CFM12090 - Understanding corporate finance: foreign exchange: purchasing power parity and hyperinflationary currencies
What influences exchange rates: purchasing power parity
How do the markets determine at what particular spot rate a currency will trade?
One hypothesis is ‘purchasing power parity’. For example, suppose that the same CD can be bought in the UK for £8 and in the USA for $12. It seems reasonable to believe that £8 should be equal in value to $12 (or £1 to $1.50). If the £/US $ exchange rate deviates from this level, consumers would rush to buy CDs in the cheaper country (perhaps over the internet), thus exerting pressure to return the exchange rate to its equilibrium level.

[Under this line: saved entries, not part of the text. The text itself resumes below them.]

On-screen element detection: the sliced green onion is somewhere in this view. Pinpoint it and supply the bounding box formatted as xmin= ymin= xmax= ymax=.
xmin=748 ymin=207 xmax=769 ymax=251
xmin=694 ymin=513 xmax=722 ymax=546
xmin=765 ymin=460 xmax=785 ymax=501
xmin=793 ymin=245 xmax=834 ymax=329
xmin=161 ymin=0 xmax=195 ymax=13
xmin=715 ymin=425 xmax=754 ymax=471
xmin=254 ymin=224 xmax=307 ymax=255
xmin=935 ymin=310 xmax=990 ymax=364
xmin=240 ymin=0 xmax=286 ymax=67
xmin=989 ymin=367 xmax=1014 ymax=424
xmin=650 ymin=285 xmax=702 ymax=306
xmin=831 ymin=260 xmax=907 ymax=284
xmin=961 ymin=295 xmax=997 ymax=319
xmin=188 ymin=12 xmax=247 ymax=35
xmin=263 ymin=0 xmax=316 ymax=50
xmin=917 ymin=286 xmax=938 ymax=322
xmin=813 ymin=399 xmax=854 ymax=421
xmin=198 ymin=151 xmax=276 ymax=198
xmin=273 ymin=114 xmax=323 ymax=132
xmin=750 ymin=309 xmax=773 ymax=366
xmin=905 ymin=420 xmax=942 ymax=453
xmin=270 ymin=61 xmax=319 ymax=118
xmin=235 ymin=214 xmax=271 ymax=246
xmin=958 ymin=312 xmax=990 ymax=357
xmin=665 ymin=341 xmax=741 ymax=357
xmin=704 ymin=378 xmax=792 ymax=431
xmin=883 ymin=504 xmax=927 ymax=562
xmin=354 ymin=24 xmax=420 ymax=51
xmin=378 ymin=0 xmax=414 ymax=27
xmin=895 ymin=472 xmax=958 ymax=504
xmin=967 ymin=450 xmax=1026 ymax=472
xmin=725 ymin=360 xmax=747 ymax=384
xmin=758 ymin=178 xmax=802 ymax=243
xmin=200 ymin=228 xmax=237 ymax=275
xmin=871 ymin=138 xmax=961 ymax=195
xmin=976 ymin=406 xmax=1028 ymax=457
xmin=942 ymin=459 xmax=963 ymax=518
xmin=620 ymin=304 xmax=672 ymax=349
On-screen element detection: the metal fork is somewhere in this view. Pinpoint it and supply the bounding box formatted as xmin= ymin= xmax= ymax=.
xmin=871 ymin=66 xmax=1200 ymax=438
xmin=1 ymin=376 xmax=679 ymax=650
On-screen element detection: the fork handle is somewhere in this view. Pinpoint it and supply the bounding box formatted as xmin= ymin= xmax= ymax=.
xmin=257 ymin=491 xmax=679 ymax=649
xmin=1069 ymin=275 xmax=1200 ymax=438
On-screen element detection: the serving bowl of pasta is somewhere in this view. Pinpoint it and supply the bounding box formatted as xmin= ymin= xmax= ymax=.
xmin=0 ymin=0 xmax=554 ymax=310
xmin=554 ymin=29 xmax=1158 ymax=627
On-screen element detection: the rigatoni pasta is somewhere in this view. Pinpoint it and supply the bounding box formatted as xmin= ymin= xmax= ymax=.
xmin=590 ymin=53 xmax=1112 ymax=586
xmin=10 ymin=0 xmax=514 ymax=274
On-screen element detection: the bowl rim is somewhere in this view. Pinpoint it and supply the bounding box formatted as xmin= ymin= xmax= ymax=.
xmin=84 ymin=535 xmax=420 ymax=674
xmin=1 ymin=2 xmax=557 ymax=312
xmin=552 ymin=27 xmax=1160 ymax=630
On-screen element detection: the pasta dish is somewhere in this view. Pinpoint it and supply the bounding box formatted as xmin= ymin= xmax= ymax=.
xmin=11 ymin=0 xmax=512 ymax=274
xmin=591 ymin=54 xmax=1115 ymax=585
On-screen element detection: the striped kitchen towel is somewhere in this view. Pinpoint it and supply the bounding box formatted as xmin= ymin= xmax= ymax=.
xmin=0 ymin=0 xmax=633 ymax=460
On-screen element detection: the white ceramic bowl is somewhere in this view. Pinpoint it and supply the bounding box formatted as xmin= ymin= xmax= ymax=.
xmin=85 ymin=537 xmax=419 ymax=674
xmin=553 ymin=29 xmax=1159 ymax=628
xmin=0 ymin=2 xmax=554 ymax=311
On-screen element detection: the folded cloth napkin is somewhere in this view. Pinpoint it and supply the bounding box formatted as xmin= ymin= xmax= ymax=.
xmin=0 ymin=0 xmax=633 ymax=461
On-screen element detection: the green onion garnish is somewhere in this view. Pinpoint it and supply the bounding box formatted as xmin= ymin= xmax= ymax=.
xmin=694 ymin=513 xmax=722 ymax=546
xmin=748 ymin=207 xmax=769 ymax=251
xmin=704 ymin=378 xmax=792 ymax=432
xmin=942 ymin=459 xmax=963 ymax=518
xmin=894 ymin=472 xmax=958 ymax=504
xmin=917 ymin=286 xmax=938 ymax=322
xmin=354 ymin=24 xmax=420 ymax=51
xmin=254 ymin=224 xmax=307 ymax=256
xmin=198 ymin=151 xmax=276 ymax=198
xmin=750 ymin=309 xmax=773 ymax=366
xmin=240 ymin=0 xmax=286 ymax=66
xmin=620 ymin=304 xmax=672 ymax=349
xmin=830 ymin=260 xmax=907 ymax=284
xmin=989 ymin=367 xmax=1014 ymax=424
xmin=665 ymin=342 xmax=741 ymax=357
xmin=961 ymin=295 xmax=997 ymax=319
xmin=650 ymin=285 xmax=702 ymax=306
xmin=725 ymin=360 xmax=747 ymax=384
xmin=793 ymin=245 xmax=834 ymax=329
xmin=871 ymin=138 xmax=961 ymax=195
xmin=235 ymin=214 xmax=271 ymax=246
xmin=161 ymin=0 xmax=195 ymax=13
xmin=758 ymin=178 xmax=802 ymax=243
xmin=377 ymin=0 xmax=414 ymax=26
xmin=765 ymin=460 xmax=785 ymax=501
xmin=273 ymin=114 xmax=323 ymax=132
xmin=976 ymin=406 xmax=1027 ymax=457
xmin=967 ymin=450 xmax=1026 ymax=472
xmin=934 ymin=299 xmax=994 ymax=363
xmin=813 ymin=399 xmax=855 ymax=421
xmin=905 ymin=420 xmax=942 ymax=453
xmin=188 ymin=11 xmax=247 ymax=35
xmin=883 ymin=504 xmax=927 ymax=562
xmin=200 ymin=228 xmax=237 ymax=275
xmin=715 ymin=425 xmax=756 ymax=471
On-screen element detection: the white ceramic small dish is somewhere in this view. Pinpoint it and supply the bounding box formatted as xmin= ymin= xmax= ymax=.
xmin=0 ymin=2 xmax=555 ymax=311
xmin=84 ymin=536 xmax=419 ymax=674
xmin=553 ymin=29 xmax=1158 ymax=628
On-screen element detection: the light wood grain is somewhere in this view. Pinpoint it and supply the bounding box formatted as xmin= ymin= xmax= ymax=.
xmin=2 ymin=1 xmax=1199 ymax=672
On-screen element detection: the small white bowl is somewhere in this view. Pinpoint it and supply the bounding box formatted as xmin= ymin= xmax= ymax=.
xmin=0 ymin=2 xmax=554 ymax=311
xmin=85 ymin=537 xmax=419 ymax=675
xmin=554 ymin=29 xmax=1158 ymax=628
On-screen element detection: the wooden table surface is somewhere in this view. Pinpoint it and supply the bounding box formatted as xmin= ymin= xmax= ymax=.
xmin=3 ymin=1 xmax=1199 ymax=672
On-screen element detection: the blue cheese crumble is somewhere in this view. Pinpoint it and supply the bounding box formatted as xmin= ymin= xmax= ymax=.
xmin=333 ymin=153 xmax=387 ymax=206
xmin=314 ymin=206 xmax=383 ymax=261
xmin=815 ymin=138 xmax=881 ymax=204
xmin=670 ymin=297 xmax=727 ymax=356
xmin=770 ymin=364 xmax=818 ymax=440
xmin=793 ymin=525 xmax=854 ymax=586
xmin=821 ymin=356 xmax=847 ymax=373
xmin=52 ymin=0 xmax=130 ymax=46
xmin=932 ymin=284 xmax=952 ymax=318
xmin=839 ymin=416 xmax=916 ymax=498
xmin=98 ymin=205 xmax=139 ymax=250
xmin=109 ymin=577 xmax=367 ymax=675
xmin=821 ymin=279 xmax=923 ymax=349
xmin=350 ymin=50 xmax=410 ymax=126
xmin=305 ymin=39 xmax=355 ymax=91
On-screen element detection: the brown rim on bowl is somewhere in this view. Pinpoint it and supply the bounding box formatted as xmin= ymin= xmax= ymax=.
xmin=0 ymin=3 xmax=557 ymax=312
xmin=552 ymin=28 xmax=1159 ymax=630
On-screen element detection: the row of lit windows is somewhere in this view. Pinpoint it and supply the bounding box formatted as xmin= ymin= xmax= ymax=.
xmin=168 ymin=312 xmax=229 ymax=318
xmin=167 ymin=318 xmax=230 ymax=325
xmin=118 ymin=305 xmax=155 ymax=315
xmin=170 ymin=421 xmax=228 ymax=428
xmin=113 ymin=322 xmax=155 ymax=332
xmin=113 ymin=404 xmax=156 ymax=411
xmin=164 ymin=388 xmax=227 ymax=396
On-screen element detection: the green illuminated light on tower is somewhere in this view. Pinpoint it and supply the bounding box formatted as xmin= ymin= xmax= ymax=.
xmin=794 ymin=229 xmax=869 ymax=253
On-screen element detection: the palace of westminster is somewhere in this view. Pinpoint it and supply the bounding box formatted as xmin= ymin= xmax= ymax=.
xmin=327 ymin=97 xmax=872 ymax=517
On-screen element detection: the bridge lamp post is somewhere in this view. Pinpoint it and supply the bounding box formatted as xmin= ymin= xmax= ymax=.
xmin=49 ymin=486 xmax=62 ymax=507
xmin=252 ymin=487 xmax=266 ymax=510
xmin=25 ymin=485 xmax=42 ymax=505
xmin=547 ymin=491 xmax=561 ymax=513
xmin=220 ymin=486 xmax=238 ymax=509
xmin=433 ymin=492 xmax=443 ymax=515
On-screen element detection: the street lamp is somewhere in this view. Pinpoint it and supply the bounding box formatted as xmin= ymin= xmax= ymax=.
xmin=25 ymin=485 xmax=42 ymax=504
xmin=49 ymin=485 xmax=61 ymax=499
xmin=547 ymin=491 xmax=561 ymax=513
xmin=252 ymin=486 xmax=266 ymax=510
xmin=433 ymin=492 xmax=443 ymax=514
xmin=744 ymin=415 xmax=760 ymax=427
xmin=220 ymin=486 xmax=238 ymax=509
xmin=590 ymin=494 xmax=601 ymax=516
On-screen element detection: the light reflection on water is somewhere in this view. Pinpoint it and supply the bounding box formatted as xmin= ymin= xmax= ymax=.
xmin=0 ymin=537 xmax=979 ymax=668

Experience tells us that purchasing power parity, at least in this simple form, rarely works. People and companies take factors other than relative prices into account when deciding where to buy goods and services. The costs, risks and feasibility of making the purchase in an overseas territory, indirect taxes such as VAT, and import duties all enter the equation.
Hyperinflationary currencies
In very general terms, however, it does tend to be case that ‘hyperinflationary’ currencies, that is to say the currencies of countries with a high rate of inflation, will have a currency that depreciates in value compared to that of a currency with stable and modest rates of inflation. This is particularly the case over the longer term.
For instance, persistent hyperinflation in Argentina had a massive impact on the value of the Argentina Peso relative to the US dollar over an entire century. At the end of 1917 one US dollar was equivalent to about 2.1 Argentine pesos. At the end of 2017 one US dollar was equivalent to about 18 pesos, but the definition of the Peso changed several time during the century such that one 2017 peso was the equivalent of 10,000,000,000,000 1917 pesos, so over the century, the relative value of the Argentine currency had been reduced by a factor exceeding 100 trillion - a fall in value averaging more than 30% per year. Interest rates for Argentine Peso borrowing have tended to be correspondingly high.
But, small differences in expected inflation are not reliable predictors of future spot exchange rate movements, nor do they in any direct sense determine forward exchange rates. The ‘random walk’ of the spot rate in response to economic and political news and other factors affecting market sentiment can swamp any systematic trend.